No other yes, aside from that of Christ, has had a greater impact on the history of mankind than that of our Blessed Mother. Propelled forth by the grace of God, the handmaid of the Lord left us an example of the humility with which we must embrace the will of God, even when the whole picture isn’t exactly as clear as we would like. That remains true for each and every one of us who have undertaken this Lenten journey with the right intention of more accurately joining our wills to that of God and of attaining greater conformity to Christ through lives of discipleship.

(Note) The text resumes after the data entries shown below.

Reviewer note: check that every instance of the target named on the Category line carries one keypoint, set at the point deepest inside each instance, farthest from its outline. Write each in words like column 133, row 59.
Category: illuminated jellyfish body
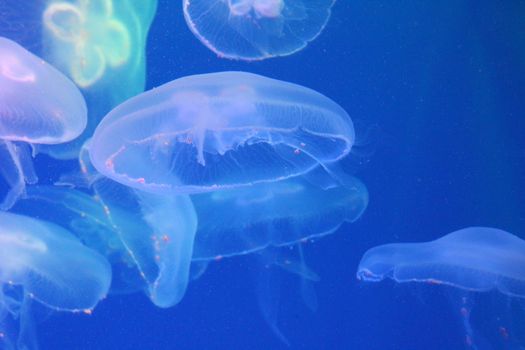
column 248, row 219
column 100, row 45
column 147, row 238
column 256, row 29
column 475, row 258
column 471, row 261
column 32, row 113
column 217, row 131
column 44, row 262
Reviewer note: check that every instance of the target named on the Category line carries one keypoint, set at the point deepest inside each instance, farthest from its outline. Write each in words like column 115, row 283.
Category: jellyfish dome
column 248, row 219
column 32, row 112
column 51, row 265
column 216, row 131
column 475, row 259
column 100, row 45
column 256, row 29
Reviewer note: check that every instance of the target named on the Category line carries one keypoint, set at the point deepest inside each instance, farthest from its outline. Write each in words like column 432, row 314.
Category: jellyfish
column 98, row 44
column 265, row 218
column 43, row 262
column 256, row 29
column 148, row 238
column 248, row 219
column 472, row 260
column 32, row 114
column 218, row 131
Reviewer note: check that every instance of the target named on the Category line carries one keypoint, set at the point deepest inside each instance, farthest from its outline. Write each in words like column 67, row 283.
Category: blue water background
column 437, row 91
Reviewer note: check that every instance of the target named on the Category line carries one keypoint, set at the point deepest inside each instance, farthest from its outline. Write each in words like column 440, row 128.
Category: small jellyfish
column 248, row 219
column 256, row 29
column 32, row 113
column 100, row 45
column 217, row 131
column 148, row 238
column 475, row 259
column 468, row 261
column 45, row 263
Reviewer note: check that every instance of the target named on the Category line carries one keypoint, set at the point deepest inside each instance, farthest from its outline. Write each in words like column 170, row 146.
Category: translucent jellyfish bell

The garden of our Blessed Mother’s womb became the temporal place in which God pitched His tent among us and began to unravel — once and for all — the path by which a straying humanity would once again be reconciled to its Creator. This first garden in the New Testament is, therefore, a sort of antechamber to the garden of the Tomb. What began — in earthly terms — with our Blessed Mother’s yes finds its fulfillment in the fiat of Jesus, whose unity with the Father’s will brought about the redemption of mankind.
The yes of the Son fully reveals the love of the Father on Calvary. There, the fiat of Christ gives us an insight into the Trinitarian life of the Father, the Son, and the Holy Spirit. However, this central mystery of our Christian faith would all occur in a vacuum if it wasn’t for the joy of Easter morning. It is the empty tomb that ultimately stands as a silent witness to the omnipotent love of God. Its emptiness speaks eloquently of God’s fullness, its silence sings the Lord’s praises.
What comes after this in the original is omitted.